TIARA.txt - A text file containing classifications of the input DNA sequences. Each sequence gets assigned one label out of these: archaea, bacteria, prokarya, eukarya, organelle and unknown). log_*.{txt} - A log of the Tiara run.

Tiara (https://github.com/ibe-uw/tiara) uses a neural network to classify DNA sequences.

Run FCS-GX

Output files
  • fcs/ *out/*.fcs_gx_report.txt - A text file containing potential contaminant locations. out/*.taxonomy.rpt - Taxonomy report of the potential contaminants.

FCS-GX (https://github.com/ncbi/fcs) is NCBI software that detects contaminants in genome assemblies using a cross species aligner. It uses its own database, provided by NCBI.

Run nt Kraken

Output files

*.kraken2.classifiedreads.txt - A text file containing classifications for each input DNA sequence, generated by Kraken2. *.kraken2.report.txt - Summary of the Kraken2 run, generated by Kraken2. _nt_kraken_lineage_file.txt - Kraken2 lineages for each input DNA sequence, reformatted as a CSV table to make it possible to merge this information into a table that contains sequence classifications from other tools, e.g. BLAST and Diamond.

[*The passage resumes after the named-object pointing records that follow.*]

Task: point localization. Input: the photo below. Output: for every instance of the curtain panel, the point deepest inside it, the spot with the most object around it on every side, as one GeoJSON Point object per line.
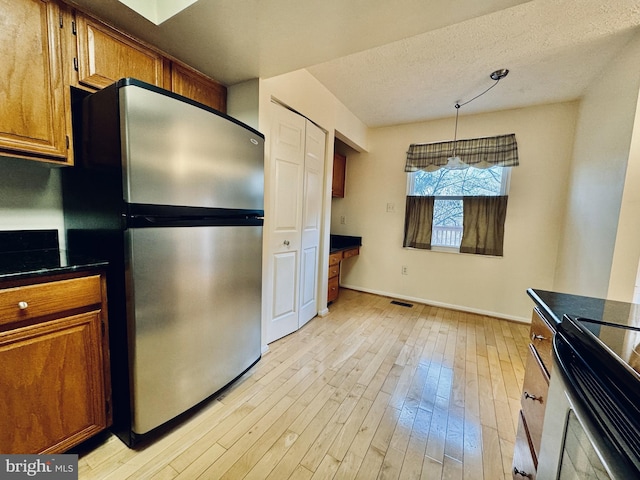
{"type": "Point", "coordinates": [418, 219]}
{"type": "Point", "coordinates": [483, 225]}
{"type": "Point", "coordinates": [486, 152]}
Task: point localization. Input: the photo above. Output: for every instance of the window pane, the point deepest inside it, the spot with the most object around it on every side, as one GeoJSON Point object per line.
{"type": "Point", "coordinates": [469, 181]}
{"type": "Point", "coordinates": [447, 223]}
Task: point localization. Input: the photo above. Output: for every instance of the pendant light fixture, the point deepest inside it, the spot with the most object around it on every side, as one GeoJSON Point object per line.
{"type": "Point", "coordinates": [454, 162]}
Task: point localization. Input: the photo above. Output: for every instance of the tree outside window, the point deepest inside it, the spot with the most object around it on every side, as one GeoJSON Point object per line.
{"type": "Point", "coordinates": [448, 186]}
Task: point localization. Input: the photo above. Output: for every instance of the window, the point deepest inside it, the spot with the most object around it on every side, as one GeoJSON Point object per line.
{"type": "Point", "coordinates": [448, 187]}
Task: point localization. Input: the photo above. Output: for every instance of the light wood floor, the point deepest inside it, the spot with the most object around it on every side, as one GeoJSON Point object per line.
{"type": "Point", "coordinates": [373, 390]}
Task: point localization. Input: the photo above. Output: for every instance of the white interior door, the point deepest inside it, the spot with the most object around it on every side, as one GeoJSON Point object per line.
{"type": "Point", "coordinates": [286, 177]}
{"type": "Point", "coordinates": [311, 217]}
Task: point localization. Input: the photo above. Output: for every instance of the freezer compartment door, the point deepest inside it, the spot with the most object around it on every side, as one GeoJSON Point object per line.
{"type": "Point", "coordinates": [175, 153]}
{"type": "Point", "coordinates": [194, 315]}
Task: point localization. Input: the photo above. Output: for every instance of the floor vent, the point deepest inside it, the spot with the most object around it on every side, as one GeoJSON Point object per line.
{"type": "Point", "coordinates": [402, 304]}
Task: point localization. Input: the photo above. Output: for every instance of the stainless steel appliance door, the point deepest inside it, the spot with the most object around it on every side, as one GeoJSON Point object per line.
{"type": "Point", "coordinates": [573, 447]}
{"type": "Point", "coordinates": [194, 315]}
{"type": "Point", "coordinates": [175, 153]}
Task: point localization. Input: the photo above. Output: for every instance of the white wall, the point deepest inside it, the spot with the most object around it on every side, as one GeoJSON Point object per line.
{"type": "Point", "coordinates": [596, 230]}
{"type": "Point", "coordinates": [490, 285]}
{"type": "Point", "coordinates": [30, 197]}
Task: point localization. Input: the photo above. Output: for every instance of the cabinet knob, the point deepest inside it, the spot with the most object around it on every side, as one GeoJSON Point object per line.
{"type": "Point", "coordinates": [529, 396]}
{"type": "Point", "coordinates": [522, 473]}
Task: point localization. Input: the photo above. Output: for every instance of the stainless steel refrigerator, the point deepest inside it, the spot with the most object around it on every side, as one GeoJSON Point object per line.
{"type": "Point", "coordinates": [171, 193]}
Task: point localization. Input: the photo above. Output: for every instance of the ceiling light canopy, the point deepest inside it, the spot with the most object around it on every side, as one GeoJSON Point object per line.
{"type": "Point", "coordinates": [454, 162]}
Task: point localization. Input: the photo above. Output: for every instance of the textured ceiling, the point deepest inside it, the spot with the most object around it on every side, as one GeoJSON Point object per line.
{"type": "Point", "coordinates": [399, 61]}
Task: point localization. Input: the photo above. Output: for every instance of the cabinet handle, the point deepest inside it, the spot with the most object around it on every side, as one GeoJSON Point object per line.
{"type": "Point", "coordinates": [522, 473]}
{"type": "Point", "coordinates": [535, 398]}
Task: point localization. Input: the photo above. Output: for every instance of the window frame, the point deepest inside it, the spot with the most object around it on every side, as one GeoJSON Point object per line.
{"type": "Point", "coordinates": [505, 186]}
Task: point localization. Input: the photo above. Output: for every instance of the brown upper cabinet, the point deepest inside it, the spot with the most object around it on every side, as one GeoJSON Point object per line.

Kraken (https://github.com/DerrickWood/kraken2) assigns taxonomic labels to input DNA sequences based on comparing them to a database of kmers. ASCC uses a Kraken database made from the sequences of the NCBI nt database. The FASTA sequences of NCBI nt database are available at https://ftp.ncbi.nlm.nih.gov/blast/db/FASTA/.

nr Diamond BLASTX

Output files

*.txt - A tabular text file containing the raw output of running Diamond BLASTX with sampled chunks of the assembly. The file contains BLASTX hits and scores/ Format: outfmt 6 qseqid sseqid pident length mismatch gapopen qstart qend sstart send evalue bitscore staxids sscinames sskingdoms sphylums salltitles full_coords.tsv: A tabular text file containing the results from Diamond BLASTX where the coordinates of the BLASTX of chunks of assembly have been converted to coordinates in the full sequences of the assembly. *_diamond_blastx_top_hits.csv - A file containing Diamond BLASTX top hits for each sequence in the input assembly file. *_diamond_outfmt6.tsv - the full_coords.tsv file reformatted to make it compatible with BlobToolKit, so that the hits in it can be added to a BlobToolKit dataset. Format: outfmt 6 qseqid staxids bitscore qseqid sseqid pident length mismatch gapopen qstart qend sstart send evalue bitscore

Diamond (https://github.com/bbuchfink/diamond) is a sequence aligner for protein sequences and translated nucleotide sequences. Here it is used to identify contamination using the NCBI nr database. The FASTA sequences of NCBI nr database are available at https://ftp.ncbi.nlm.nih.gov/blast/db/FASTA/.

Uniprot Diamond BLASTX

Output files

*.txt - A tabular text file containing the raw output of running Diamond BLASTX with sampled chunks of the assembly. The file contains BLASTX hits and scores/ Format: outfmt 6 qseqid sseqid pident length mismatch gapopen qstart qend sstart send evalue bitscore staxids sscinames sskingdoms sphylums salltitles full_coords.tsv: A tabular text file containing the results from Diamond BLASTX where the coordinates of the BLASTX of chunks of assembly have been converted to coordinates in the full sequences of the assembly. *_diamond_blastx_top_hits.csv - A file containing Diamond BLASTX top hits for each sequence in the input assembly file. *_diamond_outfmt6.tsv - the full_coords.tsv file reformatted to make it compatible with BlobToolKit, so that the hits in it can be added to a BlobToolKit dataset. Format: outfmt 6 qseqid staxids bitscore qseqid sseqid pident length mismatch gapopen qstart qend sstart send evalue bitscore

Diamond (https://github.com/bbuchfink/diamond) is a sequence aligner for protein sequences and translated nucleotide sequences. Here it is used to identify contamination using the Uniprot database.

Generate Samplesheet

Output files
  • generate/ *.csv - A CSV file containing data locations, for use in BlobToolkit.

This produces a CSV containing information on the read data for use in BlobToolKit.